If planting grafted roses, bury the graft four inches below ground level. This helps protect the graft; you may get a few extra years from the plant.
When planting bare root roses, take care to spread the roots out in the hole and press soil gently around them. Remove broken segments.
Roses in pots should be removed from the container and placed in the hole. Sometimes it is necessary to cut the container off the root ball. If the plant is root bound, gently rub the outside of the root ball with your hand
Soak the hole well. Use soil acidifier, plant starter or liquid fish fertilizer in the water. If the soil sinks, add more to fill in.
Cover the surface with mulch, bark, straw or shavings to retain moisture.
Remove ALL flower buds. Flowers take a great deal of energy to produce and you don’t want to spend that force on bloom the first year. In order to get the plant to establish well, you only want it to produce leaves and canes. That means, as flower buds appear, you must pick them off. The smaller the buds are when removed, the less energy is spent on them.
Water the newly planted rose thoroughly. If you are sprinkling from above, it is best to do it early in the day. There is less of a problem here with black spot and diseases than many other places, but you want all the best conditions for your rose.
Do not remove any canes or leaves unless there is damage or if the cane is sticking out where someone could get hurt.

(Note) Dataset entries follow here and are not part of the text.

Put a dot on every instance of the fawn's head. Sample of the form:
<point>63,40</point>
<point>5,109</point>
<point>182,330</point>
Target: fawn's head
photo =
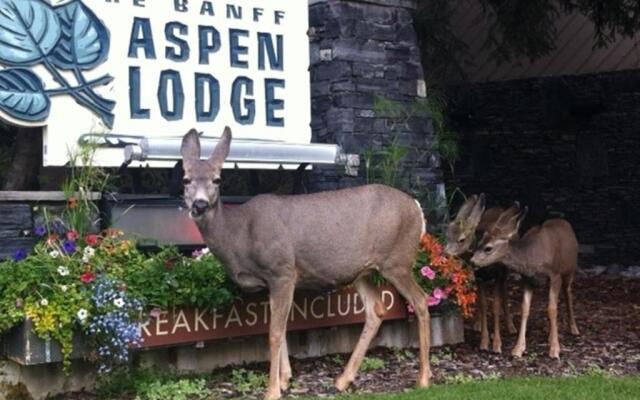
<point>494,244</point>
<point>202,178</point>
<point>461,231</point>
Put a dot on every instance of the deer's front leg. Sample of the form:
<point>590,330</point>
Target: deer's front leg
<point>280,299</point>
<point>484,329</point>
<point>497,340</point>
<point>521,344</point>
<point>554,291</point>
<point>506,310</point>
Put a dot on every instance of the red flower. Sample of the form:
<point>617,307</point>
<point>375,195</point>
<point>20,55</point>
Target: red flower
<point>72,235</point>
<point>51,239</point>
<point>87,277</point>
<point>91,240</point>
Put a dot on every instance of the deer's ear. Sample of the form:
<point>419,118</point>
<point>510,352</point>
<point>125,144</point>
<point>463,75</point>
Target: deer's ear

In Wyoming, roses need every bit of leaf surface it can produce to photosynthesize and make food to establish the plant.
Water daily, until you see new leaf growth appear and then water a minimum of three times a week during the season.
Use liquid fertilizer regularly to help promote growth. The nutrients in liquids are most quickly available to the plants. Dilute according to directions; you don’t want to burn the roots.
Watch for pests attacking the plants. Use systemic or soap sprays to control. Do NOT use systemic if you want to eat the flowers or rose hips.
Established Roses
If moving an established rose from one spot to another, dig the new hole before uprooting the plant. The best time to move roses is before the leaf buds open.
Do not prune until the leaves begin to emerge; this shows which canes didn’t survive the winter. Prune to the node below the damage.
Feed only after the leaves have unfurled with organic material, rose fertilizer, granules or fish fertilizer. All roses need either balanced fertilizer or a rose fertilizer at the beginning of the season. Single bloomers, repeat bloomers and continual bloomers all have different requirements as the season progresses.
Single bloom roses need heavy feeding from the time they begin to leaf out until the bloom is finished. A fertilizer that is balanced (20-20-20) or higher in nitrogen (20-10-10) is best at this time; usually May and June. Once they are finished, a fertilizer higher in phosphorus is best; usually July and August. (10-20-10). When getting them ready to go dormant, no nitrogen should be given (0-10-10) in September and October.
Repeat bloomers can be given the balanced fertilizer or one higher in nitrogen until the second bloom is finished. Then a fertilizer high in phosphorus should be give until time to prepare for dormancy. Then, no nitrogen should be given.
Continual blooming roses should be fed heavily throughout the summer with balanced fertilizer or one with more nitrogen. In mid-August, a fertilizer high in phosphorus can be given; then in October no nitrogen should be given.